Catalog text by Claudia Slanar:
Can I have a minute?
Maybe something fell on the piano.
Wait. Yes? Never mind.
Diese wie einem Drehbuch entlehnten Sätze finden sich auf einem Schnittmuster für ein T-Shirt, das locker über einer Eisenstange hängt; eine Muster-Textcollage in Siebdruck, die beispielhaft für die künstlerische Praxis von Maggessi/Morusiewicz ist. Mithilfe von Collage, Montage, Sampling eignen sie sich existierendes oder gefundenes Material – wie etwa Filme – an oder recyceln selbstgedrehte Videos, Set-Designs und Musik, um unterschiedliche Situationen zu erproben und ein Archiv affektiver Erfahrungen anzulegen. So stammen Teile der Ausstellung aus einer Performanceserie, die wormholes/Wurmlöchern als Mitteln von zeit-räumlichen Verschiebungen gewidmet ist. In diesen wormholes – exemplifiziert am weißen T-Shirt, einer Ikone der schwulen Community – könne es zur Dehnung von Zeit kommen, können flüchtige Momente Bedeutung (wieder-)erlangen, Utopien bereits in der Gegenwart gefunden werden, so die These des Duos.

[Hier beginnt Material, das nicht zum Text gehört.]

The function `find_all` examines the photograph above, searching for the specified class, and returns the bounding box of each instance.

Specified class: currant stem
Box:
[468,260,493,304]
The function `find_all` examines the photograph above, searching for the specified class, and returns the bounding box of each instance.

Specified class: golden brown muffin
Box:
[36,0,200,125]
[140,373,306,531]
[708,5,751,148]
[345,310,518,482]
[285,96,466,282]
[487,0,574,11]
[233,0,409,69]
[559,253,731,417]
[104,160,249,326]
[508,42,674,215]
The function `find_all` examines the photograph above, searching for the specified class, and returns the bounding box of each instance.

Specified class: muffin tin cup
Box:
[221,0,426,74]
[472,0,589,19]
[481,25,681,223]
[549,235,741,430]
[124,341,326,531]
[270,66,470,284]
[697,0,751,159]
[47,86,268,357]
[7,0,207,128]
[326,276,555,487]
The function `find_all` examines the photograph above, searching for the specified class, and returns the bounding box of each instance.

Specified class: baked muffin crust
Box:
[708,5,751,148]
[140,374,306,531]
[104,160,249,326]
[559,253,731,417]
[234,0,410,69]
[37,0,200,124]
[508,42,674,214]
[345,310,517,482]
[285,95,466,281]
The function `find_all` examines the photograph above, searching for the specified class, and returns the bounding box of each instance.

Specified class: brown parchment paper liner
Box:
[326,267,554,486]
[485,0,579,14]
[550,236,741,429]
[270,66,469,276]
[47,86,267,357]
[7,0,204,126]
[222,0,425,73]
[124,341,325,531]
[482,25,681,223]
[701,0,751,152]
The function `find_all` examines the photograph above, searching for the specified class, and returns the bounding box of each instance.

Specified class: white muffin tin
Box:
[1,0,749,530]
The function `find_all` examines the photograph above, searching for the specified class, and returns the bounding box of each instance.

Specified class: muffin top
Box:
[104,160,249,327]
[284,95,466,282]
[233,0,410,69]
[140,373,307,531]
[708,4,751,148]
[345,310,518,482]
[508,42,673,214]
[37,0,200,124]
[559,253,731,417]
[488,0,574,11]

Die Videoinstallationen Time Flies… und …Temporalities Crumble verdeutlichen ebenfalls dieses Prinzip der Montage. Sie umfassen auf der Bildebene Filme wie A Bigger Splash (Jack Hazan, 1973) über den Künstler David Hockney, den sowjetischen Science-Fiction-Streifen Tumannost Andromedy von Evgeniy Sherstobitov von 1967, Gay-Art Porn Filmen aus den 1970er-Jahren wie auch zeitgenössische Filme von Claire Denis und Apichatpong Weerasethakul, während auf der Tonebene ein neuer Score (komponiert und produziert von Sadie Siegel) zu hören ist. „Wir setzen uns für eine nachhaltige kollaborative künstlerische Forschungspraxis ein, die in einem zeitlichen ‚Dazwischen‘ angesiedelt ist, um angenehm-lustvolle, queere Zukünfte zu fabulieren und zu erarbeiten“, betonen Maggessi/Morusiewicz die Realisierung queerer Utopien durch ästhetische Mittel. Damit hinterfragen sie gleichzeitig den Status von Archiven und Autor*innenschaft in künstlerischer wie wissenschaftlicher Forschung. Sie verstehen Wissensproduktion als etwas, das permanent im Werden begriffen ist und Raum für Leerstellen, Zerfall und Auflösung lassen muss. Die Methode ihrer Verwendung verschiedener künstlerischer Techniken zeugt von teilweise ephemeren visuellen „Zerfalls“-Prozessen wie von einer prinzipiellen Nicht-Abgeschlossenheit der Kunstwerke sowie von einer Offenheit gegenüber mehreren möglichen Lesarten.